Where are the exits? How many people in the building?
Police voices. The girl—was it Yin?—stammering her replies. He was almost out of the rear door, into the alleyway, when he stopped. Back into the storeroom—footsteps in the corridor now—and reaching under the mattress, fingers fluttering until
they fell on the bulbous form of the second thumb drive. Then he was gone.

Charteris spoke in tight, clipped tones. They were outside, in the grounds of the embassy, just after eight in the morning, barely light, a lowering sky. He didn’t have a coat on and hunched his shoulders against the cold.

“Philip, the operation went extremely well. Your part in it is over. It has moved to a new phase.”

“I thought there was only one phase, David. He coughed up, we paid him. Done.”
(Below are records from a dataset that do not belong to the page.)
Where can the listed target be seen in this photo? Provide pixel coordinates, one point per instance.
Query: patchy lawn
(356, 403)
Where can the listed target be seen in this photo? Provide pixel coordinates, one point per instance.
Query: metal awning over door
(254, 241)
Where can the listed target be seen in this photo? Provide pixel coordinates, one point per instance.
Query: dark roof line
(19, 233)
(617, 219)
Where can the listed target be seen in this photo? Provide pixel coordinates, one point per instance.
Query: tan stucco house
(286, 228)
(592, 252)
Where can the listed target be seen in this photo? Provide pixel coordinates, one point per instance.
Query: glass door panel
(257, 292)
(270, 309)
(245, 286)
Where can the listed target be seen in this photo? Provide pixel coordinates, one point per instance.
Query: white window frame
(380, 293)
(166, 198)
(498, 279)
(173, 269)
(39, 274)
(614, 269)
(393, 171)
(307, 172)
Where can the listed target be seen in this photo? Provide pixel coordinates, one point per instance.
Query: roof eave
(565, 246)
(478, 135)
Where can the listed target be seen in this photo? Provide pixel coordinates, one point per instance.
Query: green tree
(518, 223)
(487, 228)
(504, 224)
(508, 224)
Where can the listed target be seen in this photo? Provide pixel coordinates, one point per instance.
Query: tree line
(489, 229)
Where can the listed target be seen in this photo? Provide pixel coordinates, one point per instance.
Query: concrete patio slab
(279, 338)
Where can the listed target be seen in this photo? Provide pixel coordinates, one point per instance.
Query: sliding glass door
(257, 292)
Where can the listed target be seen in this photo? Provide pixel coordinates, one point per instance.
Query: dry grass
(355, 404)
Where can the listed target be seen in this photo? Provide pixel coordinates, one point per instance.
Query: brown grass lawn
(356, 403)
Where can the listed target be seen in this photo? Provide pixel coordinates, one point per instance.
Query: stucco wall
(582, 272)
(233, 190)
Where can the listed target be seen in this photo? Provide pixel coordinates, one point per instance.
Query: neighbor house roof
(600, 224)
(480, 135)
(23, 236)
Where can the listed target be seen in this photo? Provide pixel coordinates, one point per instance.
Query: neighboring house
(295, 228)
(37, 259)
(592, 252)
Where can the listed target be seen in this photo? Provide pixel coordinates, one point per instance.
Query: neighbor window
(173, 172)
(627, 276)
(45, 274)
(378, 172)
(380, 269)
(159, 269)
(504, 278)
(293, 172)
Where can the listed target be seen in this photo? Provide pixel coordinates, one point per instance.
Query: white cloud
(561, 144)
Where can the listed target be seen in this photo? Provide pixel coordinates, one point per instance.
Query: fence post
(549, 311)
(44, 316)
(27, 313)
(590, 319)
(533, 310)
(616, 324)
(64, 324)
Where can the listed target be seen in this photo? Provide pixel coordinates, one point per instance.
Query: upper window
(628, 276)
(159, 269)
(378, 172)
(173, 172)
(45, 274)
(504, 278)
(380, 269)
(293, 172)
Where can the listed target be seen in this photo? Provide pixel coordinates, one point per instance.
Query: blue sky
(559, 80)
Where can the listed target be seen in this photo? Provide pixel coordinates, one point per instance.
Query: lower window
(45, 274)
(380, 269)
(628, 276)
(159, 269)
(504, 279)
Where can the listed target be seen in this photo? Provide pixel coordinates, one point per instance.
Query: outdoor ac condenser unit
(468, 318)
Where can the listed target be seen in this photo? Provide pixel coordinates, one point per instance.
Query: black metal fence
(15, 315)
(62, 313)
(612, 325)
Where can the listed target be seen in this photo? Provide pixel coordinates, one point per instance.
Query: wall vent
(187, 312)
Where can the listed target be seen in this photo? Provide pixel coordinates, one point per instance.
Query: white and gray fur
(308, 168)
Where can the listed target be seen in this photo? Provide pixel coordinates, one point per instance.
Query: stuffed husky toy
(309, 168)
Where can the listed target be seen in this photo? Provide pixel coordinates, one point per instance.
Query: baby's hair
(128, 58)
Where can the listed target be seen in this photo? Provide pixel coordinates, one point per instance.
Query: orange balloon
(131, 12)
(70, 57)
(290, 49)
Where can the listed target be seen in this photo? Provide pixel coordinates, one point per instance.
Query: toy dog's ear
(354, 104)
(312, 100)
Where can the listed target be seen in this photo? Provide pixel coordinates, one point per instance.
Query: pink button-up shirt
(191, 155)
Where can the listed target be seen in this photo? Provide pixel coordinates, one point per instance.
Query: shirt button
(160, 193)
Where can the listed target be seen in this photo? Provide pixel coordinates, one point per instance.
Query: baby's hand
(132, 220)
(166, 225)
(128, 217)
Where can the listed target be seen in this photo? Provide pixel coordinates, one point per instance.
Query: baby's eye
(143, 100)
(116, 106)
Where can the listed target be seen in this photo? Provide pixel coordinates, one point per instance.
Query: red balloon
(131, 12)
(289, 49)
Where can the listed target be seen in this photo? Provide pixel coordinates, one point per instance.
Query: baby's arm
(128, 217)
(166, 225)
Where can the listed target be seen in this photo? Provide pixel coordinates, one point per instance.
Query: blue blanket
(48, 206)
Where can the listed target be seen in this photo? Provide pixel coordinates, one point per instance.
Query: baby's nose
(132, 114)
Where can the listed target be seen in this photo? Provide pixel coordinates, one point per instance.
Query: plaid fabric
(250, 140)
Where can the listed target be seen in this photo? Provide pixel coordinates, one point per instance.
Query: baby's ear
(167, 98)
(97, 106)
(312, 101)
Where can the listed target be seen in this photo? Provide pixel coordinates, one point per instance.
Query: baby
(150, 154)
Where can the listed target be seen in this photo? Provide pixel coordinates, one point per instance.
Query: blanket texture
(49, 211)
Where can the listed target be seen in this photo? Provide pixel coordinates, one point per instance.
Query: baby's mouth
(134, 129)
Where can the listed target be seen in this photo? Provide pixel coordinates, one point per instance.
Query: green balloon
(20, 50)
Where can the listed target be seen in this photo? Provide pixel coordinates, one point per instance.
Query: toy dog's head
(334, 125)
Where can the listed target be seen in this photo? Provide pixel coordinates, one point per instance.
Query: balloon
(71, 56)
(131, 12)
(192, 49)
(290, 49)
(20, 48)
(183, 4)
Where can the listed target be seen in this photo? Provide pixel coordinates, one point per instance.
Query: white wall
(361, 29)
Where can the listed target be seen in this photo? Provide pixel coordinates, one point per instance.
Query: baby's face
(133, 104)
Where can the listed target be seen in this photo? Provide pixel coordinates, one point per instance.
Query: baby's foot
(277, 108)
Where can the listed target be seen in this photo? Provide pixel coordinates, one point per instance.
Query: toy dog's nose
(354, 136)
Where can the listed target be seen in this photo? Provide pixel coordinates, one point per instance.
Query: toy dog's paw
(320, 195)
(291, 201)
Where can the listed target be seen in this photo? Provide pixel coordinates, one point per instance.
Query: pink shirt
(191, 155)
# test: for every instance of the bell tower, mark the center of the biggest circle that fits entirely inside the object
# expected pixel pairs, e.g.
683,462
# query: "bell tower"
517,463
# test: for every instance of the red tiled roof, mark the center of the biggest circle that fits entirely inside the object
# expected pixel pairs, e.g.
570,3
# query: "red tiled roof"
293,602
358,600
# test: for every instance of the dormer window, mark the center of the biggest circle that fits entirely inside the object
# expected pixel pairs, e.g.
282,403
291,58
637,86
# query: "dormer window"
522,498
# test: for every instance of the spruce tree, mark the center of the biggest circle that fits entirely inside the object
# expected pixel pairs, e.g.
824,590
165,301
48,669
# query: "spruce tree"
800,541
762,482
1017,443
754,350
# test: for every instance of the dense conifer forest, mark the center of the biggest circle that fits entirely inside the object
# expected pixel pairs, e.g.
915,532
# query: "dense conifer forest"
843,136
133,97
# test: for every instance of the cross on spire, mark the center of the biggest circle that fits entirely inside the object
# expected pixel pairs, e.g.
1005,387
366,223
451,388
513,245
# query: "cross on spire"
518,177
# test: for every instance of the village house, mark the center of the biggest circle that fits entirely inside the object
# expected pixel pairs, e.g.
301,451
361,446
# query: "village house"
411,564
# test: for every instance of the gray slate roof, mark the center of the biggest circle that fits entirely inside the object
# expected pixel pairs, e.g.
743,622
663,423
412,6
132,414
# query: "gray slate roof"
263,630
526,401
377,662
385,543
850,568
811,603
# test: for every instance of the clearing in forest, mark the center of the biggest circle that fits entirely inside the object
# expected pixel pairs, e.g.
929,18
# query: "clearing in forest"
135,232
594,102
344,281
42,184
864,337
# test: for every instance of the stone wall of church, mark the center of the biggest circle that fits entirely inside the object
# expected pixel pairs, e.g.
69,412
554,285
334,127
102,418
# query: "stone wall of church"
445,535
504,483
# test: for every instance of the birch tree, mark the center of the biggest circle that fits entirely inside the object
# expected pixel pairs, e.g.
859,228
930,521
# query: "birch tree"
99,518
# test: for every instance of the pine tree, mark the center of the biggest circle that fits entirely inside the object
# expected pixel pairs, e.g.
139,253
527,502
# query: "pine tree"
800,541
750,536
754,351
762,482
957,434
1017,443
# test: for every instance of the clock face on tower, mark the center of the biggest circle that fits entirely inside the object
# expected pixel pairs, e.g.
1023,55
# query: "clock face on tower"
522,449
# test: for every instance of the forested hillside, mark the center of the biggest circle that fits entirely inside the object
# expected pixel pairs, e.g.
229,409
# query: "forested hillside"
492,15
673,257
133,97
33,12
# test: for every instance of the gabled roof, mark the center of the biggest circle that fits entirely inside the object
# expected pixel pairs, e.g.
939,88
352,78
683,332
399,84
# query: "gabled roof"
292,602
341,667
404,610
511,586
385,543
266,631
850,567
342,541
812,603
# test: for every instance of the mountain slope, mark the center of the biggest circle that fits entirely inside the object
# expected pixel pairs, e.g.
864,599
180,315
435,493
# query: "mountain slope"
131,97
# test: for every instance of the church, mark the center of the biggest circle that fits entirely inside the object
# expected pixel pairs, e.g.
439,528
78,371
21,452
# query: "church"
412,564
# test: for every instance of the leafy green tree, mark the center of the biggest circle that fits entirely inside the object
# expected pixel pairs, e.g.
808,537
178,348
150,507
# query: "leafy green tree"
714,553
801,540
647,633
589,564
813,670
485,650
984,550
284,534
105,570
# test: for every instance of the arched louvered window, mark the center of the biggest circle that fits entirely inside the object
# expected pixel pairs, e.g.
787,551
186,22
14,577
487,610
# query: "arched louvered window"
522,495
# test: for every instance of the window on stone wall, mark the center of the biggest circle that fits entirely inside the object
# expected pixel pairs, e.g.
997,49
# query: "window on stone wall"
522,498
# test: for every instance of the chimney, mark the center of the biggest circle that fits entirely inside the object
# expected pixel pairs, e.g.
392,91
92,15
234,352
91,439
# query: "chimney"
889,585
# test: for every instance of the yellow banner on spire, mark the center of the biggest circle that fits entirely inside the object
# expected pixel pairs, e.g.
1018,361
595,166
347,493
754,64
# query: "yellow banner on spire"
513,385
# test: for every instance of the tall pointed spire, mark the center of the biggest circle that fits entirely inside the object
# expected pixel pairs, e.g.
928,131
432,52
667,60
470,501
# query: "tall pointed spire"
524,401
“These things often change.”

“For Christ’s sake, David, someone’s turned up with another drive.”

Charteris blinked.

“He contacted you?”

“Yes. He contacted me. Unsurprisingly, he wants to know what’s going on.”

“When?”

“Recently. What the fuck
is
going on, actually, David? Who are these people giving out drives?”

Charteris looked at him, seemed to be considering.

“I can’t, Philip. Now back off and go home.”

“So I’m just supposed to disappear?”

“There is, I’m told, a plan to contact you and talk through with you your next move.”

“My next move?”

“It’s for them to discuss with you, Philip. Not me.”

“Are you no longer involved either?”

“That’s not for me to discuss with you either, Philip.”

“You’re no longer part of this thing, are you?”

“I’m getting rather cold now, actually, Philip, so I am going to go inside. Go back to your flat and wait to be contacted.”

The police had sat everybody down in the salon, lowered the blinds. Dandan Mama, Chef, Yin, the other girls. The shouting had been calmed by an older man who spoke with more authority, and smoked.

“There is no Li Huasheng here,” said Dandan Mama, swallowing.

“Who was living in the little room at the back?”

“Uncle. He just helped out. Song, his name. Song Ping.”

“Where is he?”

Dandan Mama looked around, despairingly.

“I don’t know.”

“He was here last night,” said Yin.

“Was he.”

Another plainclothesman pushed the beaded curtain aside, came back into the salon. He was waving a piece of paper.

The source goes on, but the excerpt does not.